In the Garrison case attention was called to various compensation acts and the difference of interpretation to be had in statutes wherein the word "usual" was used in connection with a business and those where the term was not used, holding that the use of the term "usual" was restrictive. We quote from page 547 of 234 Iowa, page 360 of 13 N.W.2d:

"It is clearly apparent that the language `for the purpose of the trade or business' is much broader and more inclusive than the words `within the usual or regular course of the trade or business.' The first expression includes everything that the latter includes * * * Work done in the `usual course' necessarily would be work done `for the purpose' of the business, but work done `for the purpose' of the business might very well not be `within the usual course' of the business * * *."

The appellee has cited cases supporting its construction placed upon the term "usual," almost all of which are from other jurisdictions. We have examined these cases and find language in some of them which on its face tends to such support. Some of such seem to arise by reason of the differences in statutes and the rules of statutory construction; some, because of the fact situation. Appellee admits that in the cases conflicts exist: that some of the holdings cannot be reconciled.

Appellee cites several cases from Iowa but seems to rely mainly upon the language of the court in the case of Gardner v. Trustees M.E. Church, 217 Iowa 1390, 250 N.W. 740. Without going into an analysis of the cited case, we call attention to the fact that the language of the court relied upon has been declared to be dictum in our latest holding, Garrison v.
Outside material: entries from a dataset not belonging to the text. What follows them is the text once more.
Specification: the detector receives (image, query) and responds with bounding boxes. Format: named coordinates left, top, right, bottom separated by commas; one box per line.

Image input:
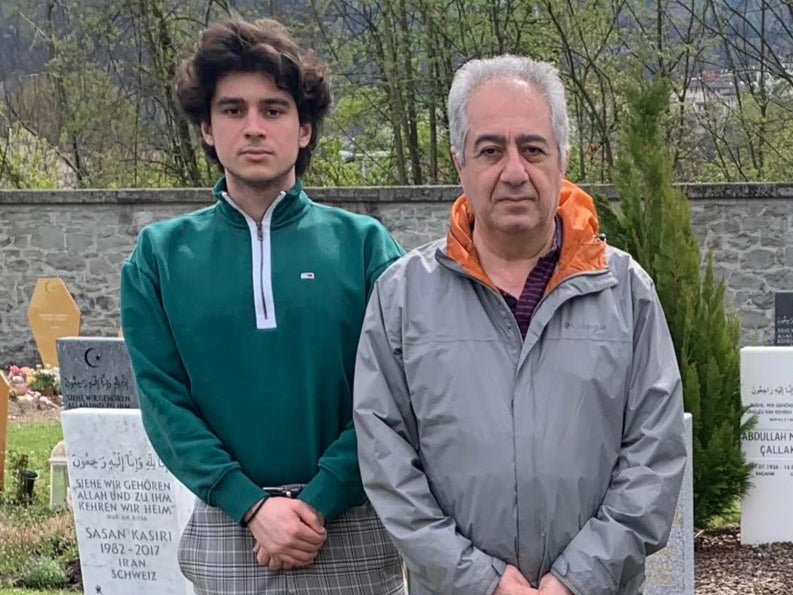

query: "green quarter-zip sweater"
left=121, top=179, right=402, bottom=522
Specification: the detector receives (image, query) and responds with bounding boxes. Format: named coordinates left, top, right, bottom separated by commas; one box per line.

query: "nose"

Gortler, supra. The court itself in the Gardner case said as much in its opinion.

To accept appellee's view of this matter we would have to hold that the term "usual business" of appellant meant all things done by appellant in the preparation for and distribution of its product — electricity. We are unwilling to so construe the statute.

The record is undisputed that the usual business of appellant was the distribution of electricity after its primary line *Page 921 had been constructed by independent contractors. As applied to appellant, such construction work was uniformly delegated to others. Such business was that of independent contractors alone. It was not a part of appellant's accustomed, customary, habitual, common, wonted, regular business in ordinary practice, or in the ordinary course of events. Accordingly, the workmen engaged by the independent contractors in such construction work are not deemed to be employees of appellant under the provisions of subsection E of section 1551.25, Code of 1939. The trial court erred in so holding.

Various other matters have been set forth and argued in this appeal. All have been considered. However, in view of our finding as above set forth we find it unnecessary to pass thereon.

The judgment must be and it is reversed and the cause is remanded for the entry of a decree in harmony with this opinion. — Reversed and remanded.

MILLER, C.J., and SMITH, HALE, and WENNERSTRUM, JJ., concur.

MULRONEY, BLISS, GARFIELD, and OLIVER, JJ., dissent.